Review of Samuel I. Mintz: The Hunting of Leviathan

Review of The Hunting of Leviathan: Seventeenth-Century Reactions to the Materialism and Moral Philosophy of Thomas Hobbes, by Samuel I. Mintz, Modern Philology, Vol. 62, No. 3 (February 1965).

Excerpt:

Hobbes was attacked in the first place on account of his materialism, materialism being regarded by all of his critics as the “main root of atheism” (p. 67). Hobbes’s materialism is most vulnerable to attack since “he did not prove, or even attempt to prove, that matter alone is real” (p. 66). The argument which the more intelligent men among his critics “thought was the strongest was the one which asserted that matter in motion cannot by itself account for thought” (p. 69).
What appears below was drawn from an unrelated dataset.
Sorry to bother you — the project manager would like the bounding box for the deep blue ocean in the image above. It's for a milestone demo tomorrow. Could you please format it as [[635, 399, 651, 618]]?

The arguments used for proving this assertion were for the most part traditional (pp. 77, 85, 100-101). Mintz is silent on the question of whether Hobbes’s critics saw the difference between Hobbes’s materialism and traditional (say, Epicurean) materialism. Accordingly he is not concerned with the difference between the traditional arguments and the arguments peculiar to the more original among Hobbes’s critics. Henry More and Joseph Glanvill, it appears, used the fact of witchcraft as an important argument for refuting materialism (pp. 86, 102-3, 109). More’s doctrine according to which “all substance has dimensions” or that God himself is extended, is of a different description (pp. 88-92), but for the reason given it does not become clear whether that doctrine as peculiar to More is a response to the materialism peculiar to Hobbes.